Die vielbeschworene "Inklusion" - das selbstverständliche Miteinander von Menschen mit und ohne Behinderung ist dort bereits Wirklichkeit geworden. Trotz Unterschieden, richten Lehrer und Schüler das Augenmerk vor allem auf das Verbindende: die Gemeinsamkeiten. "Zu Beginn, als erste Kooperationsgespräche stattfanden, mussten wir erst von dieser Idee überzeugt werden", erinnerte Herbert Winkler, Leiter der Realschule Gammertingen in seinem Grußwort. Doch heute stehe die Beziehung auf festen Beinen. Es sei inzwischen normal, dass beide Schulen unter einem Dach sind. "Ich wünsche der Außenstelle für die Zukunft alles Gute und hoffe, dass es noch viele fruchtbare Kooperationen zwischen den verschiedenen Klassen geben wird", führte Herbert Winkler aus.
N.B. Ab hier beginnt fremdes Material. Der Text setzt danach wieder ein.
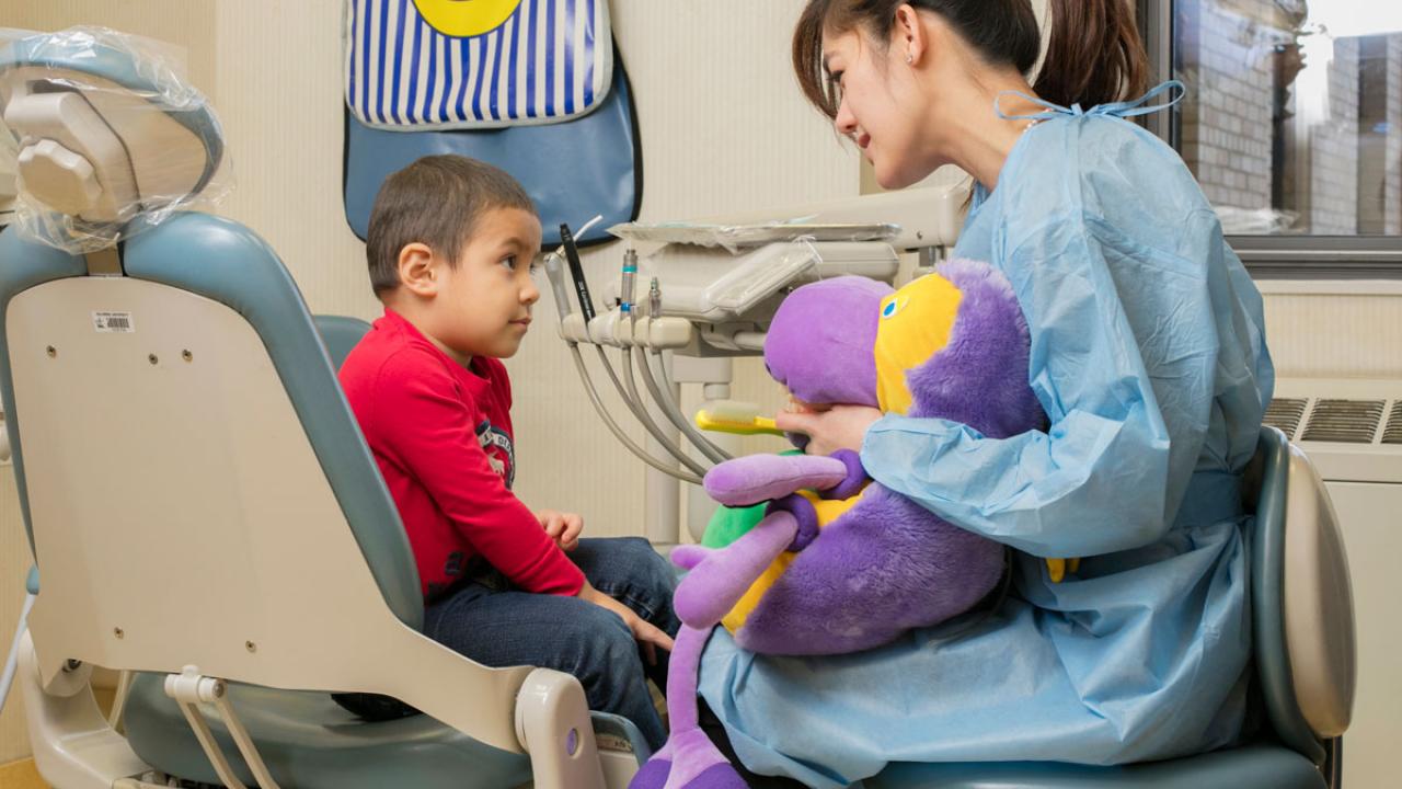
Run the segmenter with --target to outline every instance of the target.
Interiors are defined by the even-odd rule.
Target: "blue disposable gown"
[[[1032,333],[1047,432],[889,416],[882,484],[1011,545],[993,618],[841,657],[718,630],[701,692],[756,772],[843,786],[892,761],[1119,764],[1221,747],[1245,710],[1239,479],[1274,373],[1262,299],[1178,154],[1106,112],[1053,114],[977,190],[955,254],[997,265]],[[1060,584],[1044,556],[1082,556]]]

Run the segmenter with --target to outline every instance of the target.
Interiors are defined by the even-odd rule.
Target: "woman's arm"
[[[1189,229],[1185,229],[1189,230]],[[1148,545],[1172,524],[1203,445],[1217,362],[1204,263],[1123,251],[1060,216],[1009,254],[1047,432],[991,439],[886,417],[873,479],[963,528],[1039,556]]]

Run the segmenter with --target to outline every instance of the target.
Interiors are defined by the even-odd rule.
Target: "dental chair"
[[[1248,744],[1123,767],[899,764],[866,789],[1339,789],[1356,684],[1353,594],[1338,515],[1319,473],[1263,427],[1244,496],[1259,731]],[[1251,713],[1248,713],[1251,715]]]
[[[419,632],[408,541],[328,357],[359,329],[322,319],[324,341],[268,244],[182,211],[219,168],[219,124],[126,44],[0,48],[22,188],[52,209],[0,233],[0,393],[38,570],[15,684],[41,775],[624,786],[646,745],[573,677]],[[94,665],[136,672],[125,736]],[[329,692],[423,715],[366,722]]]

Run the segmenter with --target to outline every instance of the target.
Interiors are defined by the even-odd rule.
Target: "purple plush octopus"
[[[764,361],[805,403],[939,417],[1005,438],[1043,423],[1028,348],[1002,275],[952,261],[899,291],[859,277],[799,288],[774,316]],[[871,482],[855,452],[737,458],[711,469],[705,489],[732,507],[770,504],[723,549],[673,552],[690,573],[674,598],[672,736],[632,789],[744,786],[697,726],[697,672],[716,625],[757,653],[852,653],[969,611],[1002,573],[1001,545]]]

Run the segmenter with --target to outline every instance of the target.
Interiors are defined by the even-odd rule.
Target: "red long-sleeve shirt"
[[[425,599],[482,556],[526,591],[572,595],[583,574],[510,491],[506,368],[454,362],[390,309],[341,365],[341,386],[400,510]]]

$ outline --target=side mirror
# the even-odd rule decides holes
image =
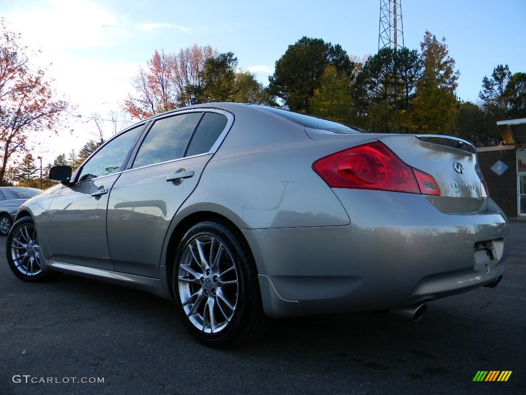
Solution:
[[[54,166],[49,169],[49,180],[60,181],[64,185],[71,183],[72,169],[69,166]]]

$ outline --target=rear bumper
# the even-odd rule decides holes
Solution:
[[[387,193],[394,196],[367,194],[364,210],[348,210],[347,226],[243,231],[268,315],[404,307],[481,287],[505,270],[508,225],[496,205],[444,214],[421,195]],[[476,259],[481,241],[491,251]]]

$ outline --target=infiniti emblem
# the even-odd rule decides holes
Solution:
[[[462,163],[458,162],[456,162],[453,164],[453,167],[455,168],[455,171],[458,173],[459,174],[464,174],[464,167],[462,165]]]

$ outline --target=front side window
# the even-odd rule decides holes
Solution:
[[[155,121],[139,149],[134,167],[182,157],[203,113],[188,113]]]
[[[130,147],[143,126],[125,132],[103,146],[83,166],[79,182],[122,171]]]

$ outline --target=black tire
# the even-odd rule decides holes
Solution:
[[[0,234],[7,236],[9,230],[13,225],[13,219],[8,214],[4,214],[0,216]]]
[[[231,347],[270,326],[254,258],[233,227],[207,221],[186,232],[176,254],[172,291],[185,327],[207,345]]]
[[[28,282],[42,282],[60,275],[41,266],[40,246],[33,219],[21,218],[13,225],[6,243],[7,262],[17,277]]]

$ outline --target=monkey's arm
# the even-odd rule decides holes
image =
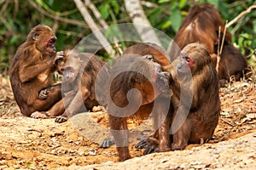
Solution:
[[[49,67],[54,65],[52,61],[42,61],[40,63],[29,63],[20,68],[20,79],[22,82],[26,82],[36,78],[39,74],[45,72]],[[46,73],[48,74],[48,73]]]

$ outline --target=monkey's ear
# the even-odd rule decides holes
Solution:
[[[33,40],[36,41],[38,39],[39,34],[38,33],[34,33],[33,35]]]

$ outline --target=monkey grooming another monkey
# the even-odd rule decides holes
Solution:
[[[168,71],[168,66],[163,70]],[[177,73],[179,79],[172,77],[170,81],[174,108],[170,124],[172,150],[184,149],[189,143],[199,144],[201,140],[211,139],[220,113],[218,75],[205,46],[199,43],[185,46],[180,54]],[[192,81],[188,80],[189,76],[192,76]],[[192,99],[192,104],[189,102],[189,99]],[[158,144],[150,138],[142,140],[136,147],[146,148],[144,155],[159,150]]]
[[[45,99],[39,98],[40,90],[54,85],[55,40],[56,37],[49,26],[38,25],[32,29],[14,57],[10,65],[10,82],[15,101],[25,116],[45,117],[40,111],[49,110],[61,99],[60,88],[52,89]]]

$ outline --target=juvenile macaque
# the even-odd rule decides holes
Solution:
[[[63,99],[46,112],[47,115],[59,116],[56,122],[64,122],[74,114],[98,105],[95,82],[100,69],[105,64],[93,54],[74,50],[66,51],[62,62],[62,66],[59,67],[63,74]]]
[[[127,117],[131,115],[137,118],[147,117],[150,110],[154,126],[160,125],[160,150],[170,150],[169,128],[166,127],[171,121],[167,116],[170,106],[169,74],[163,72],[158,63],[145,59],[148,57],[124,54],[110,71],[110,77],[113,76],[114,78],[110,84],[108,112],[119,161],[131,158]],[[115,74],[122,68],[128,70]]]
[[[42,99],[40,90],[54,85],[52,74],[56,71],[55,42],[56,37],[52,30],[38,25],[29,32],[26,42],[21,44],[10,65],[10,82],[23,115],[37,118],[46,116],[41,111],[49,110],[61,99],[60,88],[49,91],[47,99]],[[43,96],[42,96],[43,95]]]

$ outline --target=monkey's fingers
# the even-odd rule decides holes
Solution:
[[[44,112],[39,112],[39,111],[35,111],[33,112],[32,114],[31,114],[30,116],[32,118],[34,118],[34,119],[45,119],[48,117],[48,116],[44,113]]]
[[[39,93],[39,99],[45,99],[47,98],[48,94],[49,94],[49,90],[47,89],[41,90]]]
[[[65,117],[65,116],[57,116],[55,118],[55,122],[58,122],[58,123],[65,122],[67,121],[67,117]]]
[[[135,145],[135,148],[137,149],[144,149],[144,148],[148,148],[150,145],[150,142],[148,142],[148,139],[144,139],[143,140],[141,140],[139,143],[137,143]]]

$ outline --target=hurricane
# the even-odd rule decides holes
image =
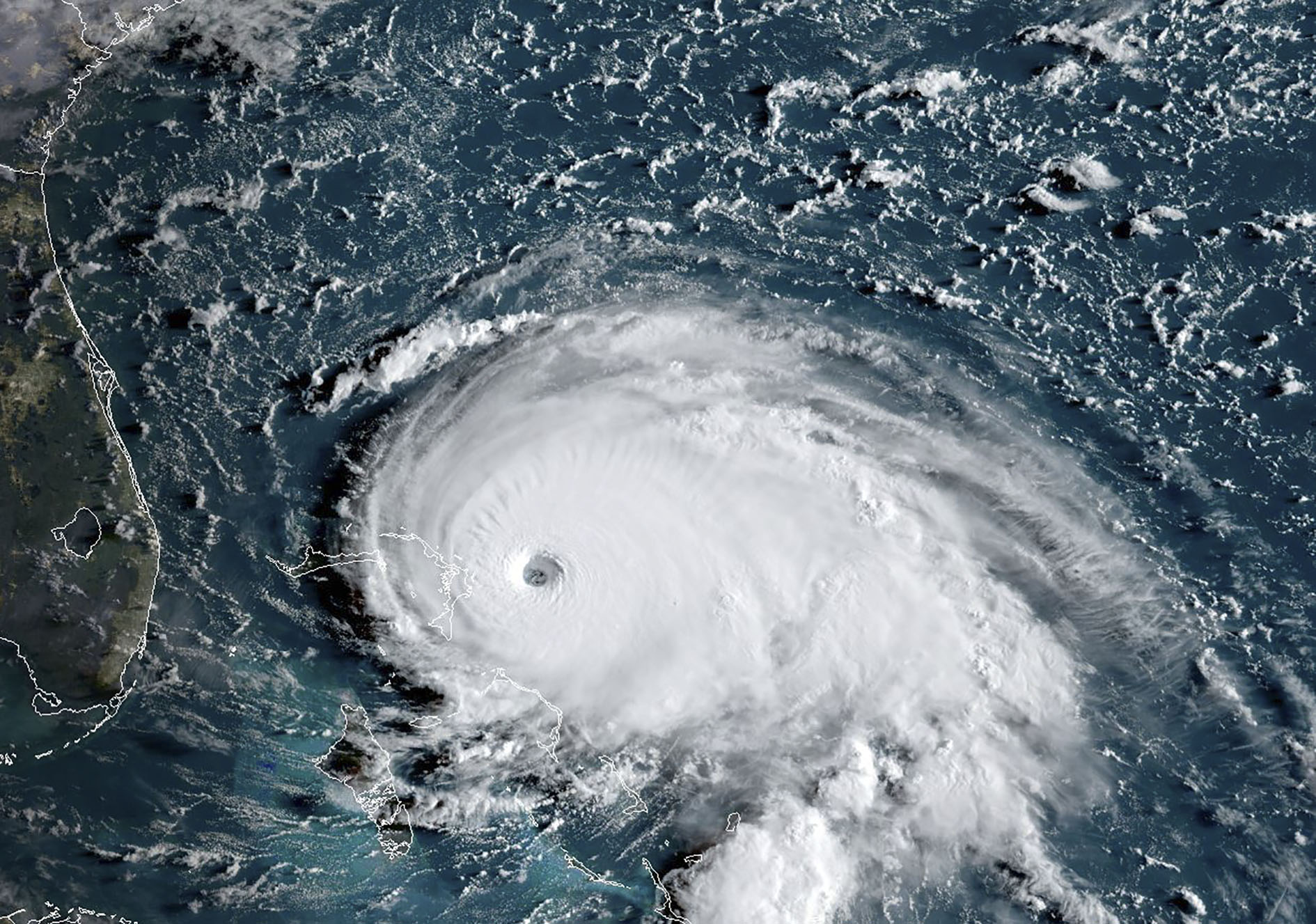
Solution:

Martin Kurrle, Leiter der Außenstelle, Ursel Miller, Elternvertreterin und Michael Sachs, Vorstandsmitglied von Mariaberg sowie Manfred Weiser, Leiter der Mariaberger Sonderschule und Geschäftsführer des Mariaberger Geschäftsfeldes Bildung, Jugendhilfe, Beruf, schlossen sich in ihren Reden den guten Wünschen an. Manfred Weiser, Schulleiter der Mariaberger Sonderschulen, lobte vor allem das engagierte Kollegium, das sich mit ganzem Herzen dieser Aufgabe verschrieben habe. "Es ist eine große Herausforderung und ein Gewinn zugleich, den Schulalltag so zu gestalten, dass jeder gleichermaßen gefordert wie gefördert wird." Er appellierte abschließend, diesen Tag als Ansporn dafür zu nehmen, den Alltag noch bewusster zu gestalten. "Es ist normal, verschieden zu sein", zitierte er den ehemaligen Bundespräsidenten Richard von Weizsäcker. Deshalb soll der andere in seiner Individualität angenommen und auf dieser Basis die Gemeinsamkeit gestaltet werden.Nach dem offiziellen Festakt klang der Nachmittag mit Kaffee und Kuchen aus.